The speed trial is part of a five-year strategy aimed at eliminating road deaths on the peninsula, with safer roads, safer vehicles, safer speeds and safer drivers (“Strategy to end deaths on peninsula roads” The News 29/6/20).
It also comes at a time when the RACV is compiling a list of the Mornington Peninsula’s most dangerous roads so it can lobby governments at all levels to make roads safer and look at lowering speed limits to match conditions (“Defining ‘danger’ roads” The News 15/3/21).

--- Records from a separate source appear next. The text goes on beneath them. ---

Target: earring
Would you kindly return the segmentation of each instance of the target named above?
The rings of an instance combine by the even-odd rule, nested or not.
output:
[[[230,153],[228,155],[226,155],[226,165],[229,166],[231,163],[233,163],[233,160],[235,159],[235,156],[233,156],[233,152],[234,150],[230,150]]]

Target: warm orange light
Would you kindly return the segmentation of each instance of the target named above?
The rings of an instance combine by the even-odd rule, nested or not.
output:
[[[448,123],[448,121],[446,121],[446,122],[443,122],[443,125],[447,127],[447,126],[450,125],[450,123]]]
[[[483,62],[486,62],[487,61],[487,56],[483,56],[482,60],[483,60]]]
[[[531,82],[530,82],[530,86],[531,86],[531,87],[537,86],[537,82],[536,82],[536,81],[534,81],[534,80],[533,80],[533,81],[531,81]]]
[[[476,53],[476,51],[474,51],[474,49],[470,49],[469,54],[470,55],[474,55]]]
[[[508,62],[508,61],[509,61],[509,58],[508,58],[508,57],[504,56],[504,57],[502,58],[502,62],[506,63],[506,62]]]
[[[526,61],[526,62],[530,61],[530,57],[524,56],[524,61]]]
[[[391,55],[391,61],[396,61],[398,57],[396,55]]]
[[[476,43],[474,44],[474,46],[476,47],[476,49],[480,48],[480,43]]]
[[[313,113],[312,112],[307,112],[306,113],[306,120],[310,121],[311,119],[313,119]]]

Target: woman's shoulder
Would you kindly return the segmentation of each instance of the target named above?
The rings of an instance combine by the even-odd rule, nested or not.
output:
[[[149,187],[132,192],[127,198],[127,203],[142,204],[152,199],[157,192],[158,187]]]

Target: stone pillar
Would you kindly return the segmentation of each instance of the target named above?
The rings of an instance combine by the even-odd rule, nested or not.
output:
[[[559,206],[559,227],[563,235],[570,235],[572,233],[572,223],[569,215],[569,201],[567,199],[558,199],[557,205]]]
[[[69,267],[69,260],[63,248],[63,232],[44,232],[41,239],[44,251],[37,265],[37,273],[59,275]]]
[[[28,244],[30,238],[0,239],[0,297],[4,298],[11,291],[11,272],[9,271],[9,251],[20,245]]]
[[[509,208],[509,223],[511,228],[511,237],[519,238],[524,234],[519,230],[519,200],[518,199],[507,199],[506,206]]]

The trial was established to analyse quantitative and qualitative information about crash statistics, vehicle speeds, and the community’s views.
The interim survey also shows 66 per cent of respondents agree that lower speed limits reduce road trauma (16 per cent disagree), although only 51 per cent wanted the trial to be permanent; 89 per cent believe a safe journey is more important than a quick journey (2 per cent disagree); 64 per cent agree their chances of being involved in a crash on sealed rural roads is much higher at 100kph than 80kph (21 per cent disagree; and 57 per cent agreed that reduced speed limits would lead to fewer road crashes (24 per cent disagree).
The survey, made between early November and early December 2020, also showed more people believed the lower speed limits were appropriate (26 per cent disagreed) and 50 per cent agreed they felt safer with the lower speeds (30 per cent disagreed).
The state Department of Transport is evaluating the trial and data collection will continue until the end of the trial, with results reported in early 2022.
The mayor Cr Despi O’Connor said the “pioneering trial” followed statistics that the peninsula as being Victoria’s “second worst municipality for road trauma for that year, including six deaths on the 33 Safer Speeds roads alone”.
“Since the implementation of the 80kph speed limits, there have not been any fatalities involving these roads. While we await the results of the evaluation of the impact of the speed limits on fatalities and serious injuries, it is a very pleasing start to the trial,” Cr O’Connor said.
“What we also find pleasing is the positive community sentiment towards the trial, particularly with almost three times as many people supporting the initiative as opposing it.
“It debunks the perception that matching appropriate speed limits to the road environment would be viewed negatively by the broader community.”